For its part, NAU, a publicly traded company with a board of directors who can receive stock dividends, states in its Sept. 13 SEC filing that they face unfair competition from public and private non-profit colleges and universities that have "instructional and support resources superior to those in the for-profit sector" and may benefit from "access to government and foundation grants, tax-deductible contributions and other financial resources generally not available to for-profit schools." But the school also acknowledges that even a reauthorization of HEA might not help help them, and with midterm elections potentially leading to a shift in party leadership in Congress, it is unclear what any bill might look like in its final form.
"We cannot predict with any certainty the outcome of the HEA (Higher Education Act)," the annual report from NAU states.
NAU has sought out innovative delivery methods for its educational programming, starting online classes in 1998, and seeking populations of students underserved by traditional colleges. NAU Canada Online has offered learning environments tailored to students' schedules and expanded the school internationally. The college also operates a campus on Ellsworth Air Force Base near Rapid City and is part of its recently developed College of Military Studies.
But further innovation will need revenue, says the company.
"We may not be able to compete successfully against current or future competitors and may face competitive pressures that could have a material effect on our business, financial condition and results of operation," the Sept. 13 report reads.
As revealed earlier this week in a release of enrollment data from the South Dakota Board of Regents, fewer students are attending a traditional public college or university in the state than last year. Enrollment at the state's higher learning institutions has stalled since 2010, the waning years of the Great Recession, which sent many recently laid-off working adults back to college for retraining.
What has emerged since NAU and other colleges were bursting at the seams has been slow if steady job growth in the U.S., which means fewer students are looking to pay for the high cost of a college education.

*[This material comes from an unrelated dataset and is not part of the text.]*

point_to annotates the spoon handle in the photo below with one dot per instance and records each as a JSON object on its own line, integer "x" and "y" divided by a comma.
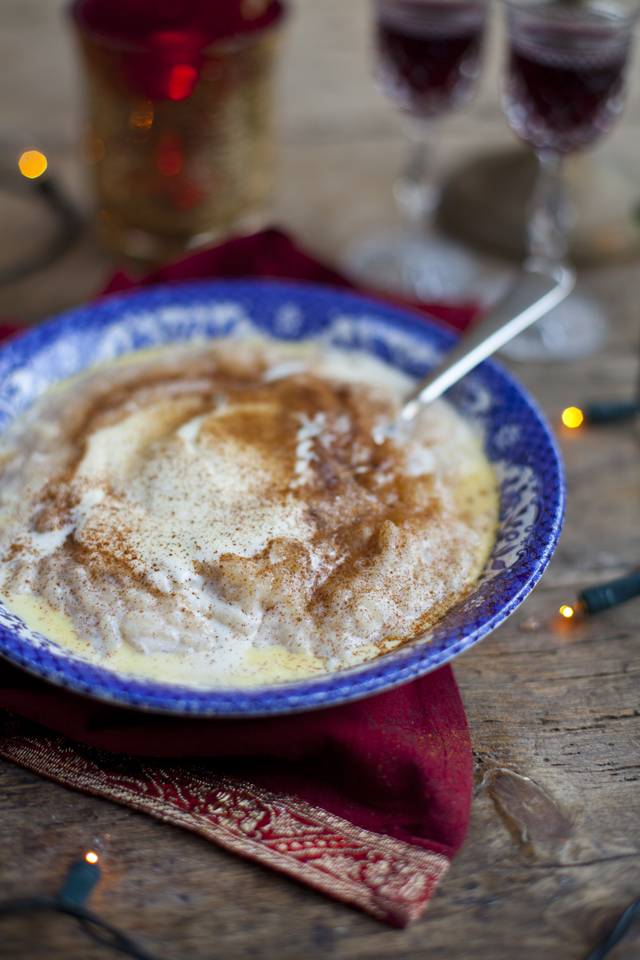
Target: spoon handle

NAU, which opened in 1941 and operates in South Dakota, Colorado, Indiana, Kansas, Missouri, Nebraska, New Mexico, Oklahoma and Minnesota, has more than 1,110 full- and part-time faculty and still serves more than 5,000 students, a vast majority online, making it one of the largest post-secondary institutions headquartered in the state.
But the path forward appears fraught with difficulty. In April, the federal government signed onto a whistleblower lawsuit filed by former administrator and instructor in the paralegal program for NAU in Minnesota Brian Gravely, who has alleged NAU fired him for reporting what he "in good faith believed to be legal violations," the lawsuit states. Gravely also alleges NAU broke the U.S. Department of Education's 90/10 rule, defrauding students and taxpayers.
A similar lawsuit filed by a former employee, alleging wrongful termination for reporting fraudulent behavior by administrators at the now-defunct Globe University, resulted in the attorney general of Minnesota suing the school and winning a judgment, weeks before the for-profit school went out of business.
"NAUH could go in many directions from here, but their future looks somewhat bleak," Shaulis said. "They will need to make some drastic moves, more campus closings, and maybe someone will take them private."
The school's next move may come soon. The annual shareholders meeting for NAU is Oct. 9 at the Holiday Inn-Rushmore Plaza.